State securities regulators will be busy policing new and emerging scams in the new year.
The North American Securities Administrators Association has just released its annual survey of state securities regulators’ top five current investment practices, products or schemes they’ve encountered over the past year as well as what they see as “emerging” threats in the coming year.
NASAA conducted the survey in the spring and summer of 2017.
“In today’s ongoing environment of low interest rates, the lure of high-interest-bearing promissory notes continues to tempt investors, especially seniors and others living on a fixed income,” said Joseph Borg, NASAA president and Alabama Securities Commission Director, in releasing the findings.
Read on to see the top five threats as well as three emerging threats identified by securities regulators from 50 U.S. jurisdictions:
1. Promissory Notes
Seventy-four percent of regulators identified promissory notes as among their leading sources of complaints or investigations.
Used generally by companies to raise capital, legitimate promissory notes are marketed and sold almost exclusively to sophisticated or corporate investors with the resources to research the companies issuing the notes and to determine whether the issuers have the capacity to pay the promised interest and principal.
Promissory notes may require registration as securities with federal and state securities regulators.
“Average investors should be cautious about offers of promissory notes with a duration of nine months or less, which in some circumstances do not require registration,” Borg said. “Short-term notes that appear to be exempt from securities registration have been the source of most — though not all — of the fraudulent activity involving promissory notes identified by regulators.”

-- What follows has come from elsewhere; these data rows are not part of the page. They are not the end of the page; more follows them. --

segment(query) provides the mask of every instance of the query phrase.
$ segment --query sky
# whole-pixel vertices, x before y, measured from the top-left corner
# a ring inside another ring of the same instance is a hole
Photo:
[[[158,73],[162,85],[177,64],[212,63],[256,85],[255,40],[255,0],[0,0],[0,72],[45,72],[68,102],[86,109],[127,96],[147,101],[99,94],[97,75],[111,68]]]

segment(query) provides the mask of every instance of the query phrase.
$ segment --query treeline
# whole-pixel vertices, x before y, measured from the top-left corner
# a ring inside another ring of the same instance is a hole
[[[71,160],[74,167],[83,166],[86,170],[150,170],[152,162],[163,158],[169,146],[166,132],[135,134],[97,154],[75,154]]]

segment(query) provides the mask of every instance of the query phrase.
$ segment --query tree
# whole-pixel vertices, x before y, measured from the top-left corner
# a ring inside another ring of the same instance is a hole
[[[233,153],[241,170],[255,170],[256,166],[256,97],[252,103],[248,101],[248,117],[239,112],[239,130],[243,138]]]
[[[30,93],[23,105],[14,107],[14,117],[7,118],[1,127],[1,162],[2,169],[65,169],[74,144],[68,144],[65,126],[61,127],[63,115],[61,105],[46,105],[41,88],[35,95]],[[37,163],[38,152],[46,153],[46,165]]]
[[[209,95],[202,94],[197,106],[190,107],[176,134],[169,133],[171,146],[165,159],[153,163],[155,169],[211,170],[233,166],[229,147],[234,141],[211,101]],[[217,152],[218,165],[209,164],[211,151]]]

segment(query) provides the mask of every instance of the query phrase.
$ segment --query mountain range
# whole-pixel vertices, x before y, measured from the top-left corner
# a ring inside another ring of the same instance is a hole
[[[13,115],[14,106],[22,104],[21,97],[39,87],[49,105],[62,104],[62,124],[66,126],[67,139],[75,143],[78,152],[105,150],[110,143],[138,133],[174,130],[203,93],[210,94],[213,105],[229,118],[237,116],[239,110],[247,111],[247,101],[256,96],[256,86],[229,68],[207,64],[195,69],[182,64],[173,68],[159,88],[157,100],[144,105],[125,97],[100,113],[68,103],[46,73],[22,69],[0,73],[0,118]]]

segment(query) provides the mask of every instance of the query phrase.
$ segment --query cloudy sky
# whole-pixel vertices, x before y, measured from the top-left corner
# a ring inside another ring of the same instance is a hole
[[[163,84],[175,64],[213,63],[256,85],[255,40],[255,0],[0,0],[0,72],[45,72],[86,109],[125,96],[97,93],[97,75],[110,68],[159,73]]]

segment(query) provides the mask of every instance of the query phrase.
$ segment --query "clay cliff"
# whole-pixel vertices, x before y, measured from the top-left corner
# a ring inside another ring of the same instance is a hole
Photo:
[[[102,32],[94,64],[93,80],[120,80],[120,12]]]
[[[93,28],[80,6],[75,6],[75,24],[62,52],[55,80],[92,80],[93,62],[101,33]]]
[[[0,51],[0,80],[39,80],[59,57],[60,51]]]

State securities regulators reported 138 formal enforcement actions involving promissory notes in 2016.
2. Real Estate and Ponzi/Pyramid Schemes
Tying for second place were frauds related to real estate or Ponzi schemes, with 54% of state securities regulators identifying both as the second-most frequent source of current complaints or investigations.
Real estate scams are “a perennial investor trap,” according to NASAA. State securities regulators caution investors about real estate investment seminars, especially those marketed aggressively as an alternative to more traditional retirement planning strategies involving stocks, bonds and mutual funds. Attendees at these seminars may hear testimonials from people claiming to have doubled or tripled their income through seemingly simple real estate investments. But these claims may be nothing more than hot air. Two of the most popular investment pitches involve so-called “hard-money lending” and “property flipping.”
State securities regulators reported 100 formal enforcement actions in 2016 involving real estate investments.
3. Oil and Gas Investments
Oil and gas-related investments or interests were the third most cited source of complaints or investigations, identified by 50% of regulators.
Fraudulent oil and gas deals may be structured with a legal entity (such as a limited partnership) registered in one state but with operations and physical presence in a second state. Prospective investors in the venture may be solicited from still more states (with the obvious benefit to the perpetrators being a reduced chance an investor will ever seek to visit a well site or the organization’s headquarters).